陸綺凝對情愛一事通透太淺太淺,一談到這個,她眸子就是極其清澈的,像碧湖透底無魚,讓人還是能一眼捕捉到湖底初泛漣漪。
「有情不能飲水飽。」南珵溫熱的手輕輕覆在陸綺凝耳後,世上哪有單靠情愛解決之事,那什麼升官發財,百姓農耕豈不亂了套,各個沒有情也能裝的有情。

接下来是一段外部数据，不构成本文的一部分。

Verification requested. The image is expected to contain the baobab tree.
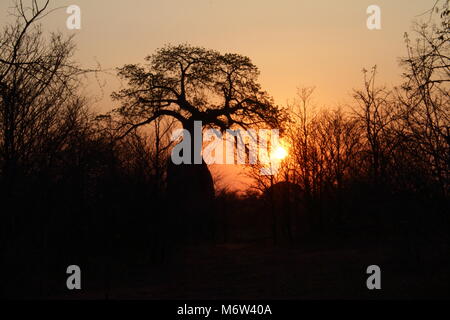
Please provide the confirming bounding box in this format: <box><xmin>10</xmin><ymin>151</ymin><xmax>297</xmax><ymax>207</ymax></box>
<box><xmin>112</xmin><ymin>44</ymin><xmax>283</xmax><ymax>242</ymax></box>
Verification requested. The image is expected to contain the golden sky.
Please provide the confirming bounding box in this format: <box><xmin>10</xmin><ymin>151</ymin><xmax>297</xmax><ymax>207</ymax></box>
<box><xmin>0</xmin><ymin>0</ymin><xmax>435</xmax><ymax>190</ymax></box>
<box><xmin>0</xmin><ymin>0</ymin><xmax>434</xmax><ymax>110</ymax></box>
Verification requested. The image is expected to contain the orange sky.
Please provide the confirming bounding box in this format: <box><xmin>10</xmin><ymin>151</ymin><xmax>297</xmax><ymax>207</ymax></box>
<box><xmin>0</xmin><ymin>0</ymin><xmax>435</xmax><ymax>191</ymax></box>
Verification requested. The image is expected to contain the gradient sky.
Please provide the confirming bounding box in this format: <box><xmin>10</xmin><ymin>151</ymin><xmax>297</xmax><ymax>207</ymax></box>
<box><xmin>0</xmin><ymin>0</ymin><xmax>435</xmax><ymax>190</ymax></box>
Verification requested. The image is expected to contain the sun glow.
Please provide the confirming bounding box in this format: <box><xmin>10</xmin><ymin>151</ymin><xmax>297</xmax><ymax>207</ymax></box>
<box><xmin>272</xmin><ymin>146</ymin><xmax>288</xmax><ymax>160</ymax></box>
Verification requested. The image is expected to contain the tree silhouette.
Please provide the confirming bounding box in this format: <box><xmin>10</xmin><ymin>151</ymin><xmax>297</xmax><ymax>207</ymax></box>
<box><xmin>113</xmin><ymin>45</ymin><xmax>282</xmax><ymax>159</ymax></box>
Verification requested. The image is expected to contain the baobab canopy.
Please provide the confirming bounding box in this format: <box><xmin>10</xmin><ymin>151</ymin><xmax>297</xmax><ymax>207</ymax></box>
<box><xmin>113</xmin><ymin>44</ymin><xmax>284</xmax><ymax>135</ymax></box>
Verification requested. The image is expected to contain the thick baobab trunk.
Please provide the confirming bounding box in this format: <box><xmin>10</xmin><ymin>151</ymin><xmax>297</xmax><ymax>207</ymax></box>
<box><xmin>167</xmin><ymin>122</ymin><xmax>215</xmax><ymax>243</ymax></box>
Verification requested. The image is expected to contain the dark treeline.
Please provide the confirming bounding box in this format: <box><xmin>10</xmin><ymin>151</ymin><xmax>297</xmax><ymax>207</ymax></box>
<box><xmin>0</xmin><ymin>1</ymin><xmax>450</xmax><ymax>297</ymax></box>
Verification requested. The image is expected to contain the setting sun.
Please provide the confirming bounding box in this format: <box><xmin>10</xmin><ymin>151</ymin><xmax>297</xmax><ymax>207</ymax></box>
<box><xmin>272</xmin><ymin>146</ymin><xmax>288</xmax><ymax>160</ymax></box>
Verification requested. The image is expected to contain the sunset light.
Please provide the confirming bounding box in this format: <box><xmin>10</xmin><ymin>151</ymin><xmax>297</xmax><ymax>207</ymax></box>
<box><xmin>272</xmin><ymin>146</ymin><xmax>288</xmax><ymax>160</ymax></box>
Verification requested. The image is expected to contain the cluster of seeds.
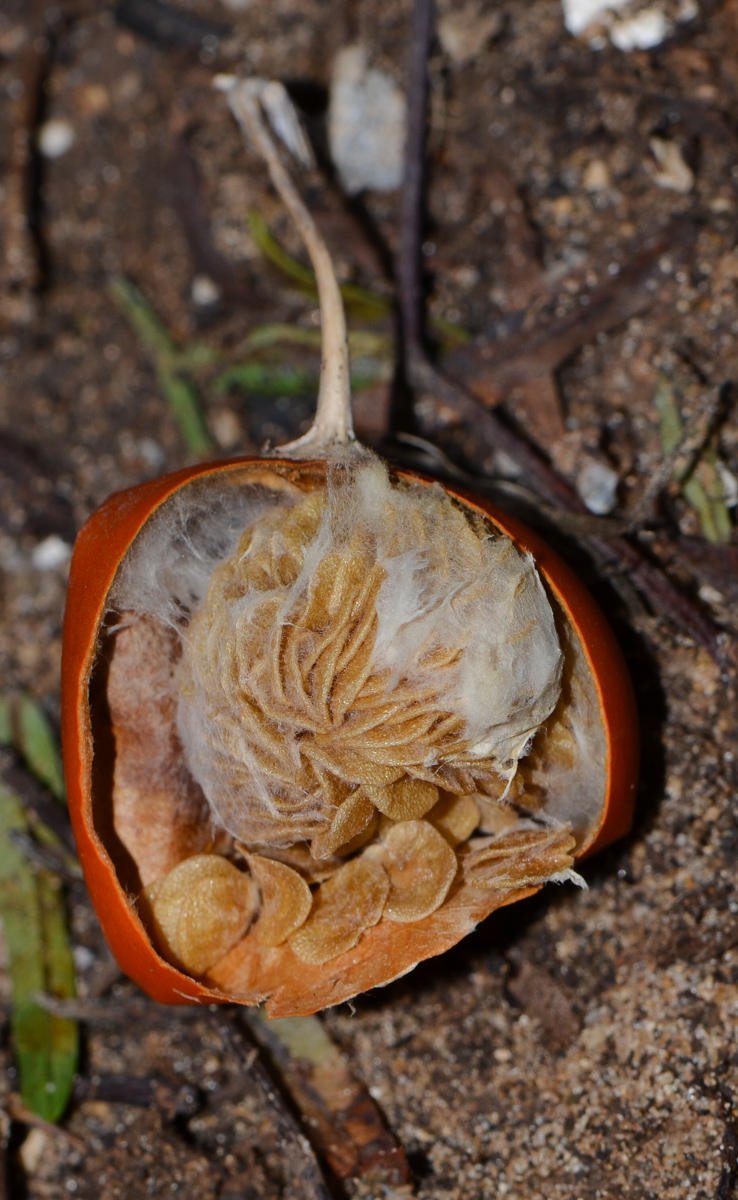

「若真心愛一個人,緘口不言的是這句才對,世上無難事,只怕有心人①。當郎君的哪忍心讓自己夫人飽經風霜呢,恨不得將天下最好的都給她才對。」南珵眸中炙熱,言之有理。
一切讓你跟著他受苦的,那麼便是不怎麼喜歡,但他不會,一直都不會,戲摺子里感天地泣鬼神的情愛或許是真的,但不是他和陸書予的真。
他的陸書予生來就是坐高台,享萬民敬仰的。
陸綺凝看南珵不說話,她伸手去觸碰這人半落的長睫,這人瞳色純黑,不像黑夜那般深邃,像一顆黑而透明的琉璃,不含任何瑕疵,只有一人笑眼盈盈映在其中。
她道:「天下最好的,我已經有了。」
遠天邊,近眼前。
早春剛落過雨的柔風都肉眼可見的冷冽起來,馬車內帷裳時而被吹起,溫涼意在馬車內交替。
南珵身後的青絲不斷落在他前肩,沒過多久又貼到陸綺凝的補服上繡著的牡丹花上,嗅其芬香,給車內籠罩上妙不可言的氣氛。
馬蹄聲戛然而止,馬車內二人一前一後下來。
用午膳時,陸綺凝和南珵默不作聲的,給一旁伺候的晴雲都楞了楞,她出春景堂時,不由抬眸望著天。
兩位主子該不會像雨天跟晴天吵架了,才留下陰天罷。
晴雲有私心,她不想自家主子悶悶不樂,或者為太子生氣,只想自家主子快樂無憂。
春景堂內,陸綺凝剛準備夾肉吃,南珵先她一步給夾在她碟兒中,她一笑而過的,剛在馬車上,她和南珵明明都快親上了,卻到家了,倒不出那種滋味。
陸綺凝順手給南珵重新夾了塊肉過去,「挺好吃的,多吃點。」
突如其來的關心,南珵卻沒感到絲毫關心,他盯著碟中那塊跟苦藥似的肉,沒動筷,他忽而想到什麼,輕笑道:「你想親我啊。」
陸綺凝差點被嗆到,南珵眼神明顯慌張不堪,在她身側連忙倒了杯果子酒來。
「誰想親你。」陸綺凝眼神閃躲,她哪有,想親他,就是哪有,她心中斷斷續續的自圓其說,只好將酒一飲而盡。
南珵將這姑娘閃躲一旁的臉頰輕輕轉到他這邊,「那我想親你,給親嗎?」
這人剛戲耍她一番,陸綺凝沒直接了當的言明心思,將身子直接轉到沒有南珵那側,拐著彎道:「算了,勉強來的沒意思。」
殊不知這話落在南珵這廂耳中,像是別有一番風味落在心尖,南珵自己又換到個這姑娘臉前坐著,盯著陸書予,「可我是真心實意的,實心的。」他也沒哄過旁人,只能一點點摸索著來哄陸書予開心。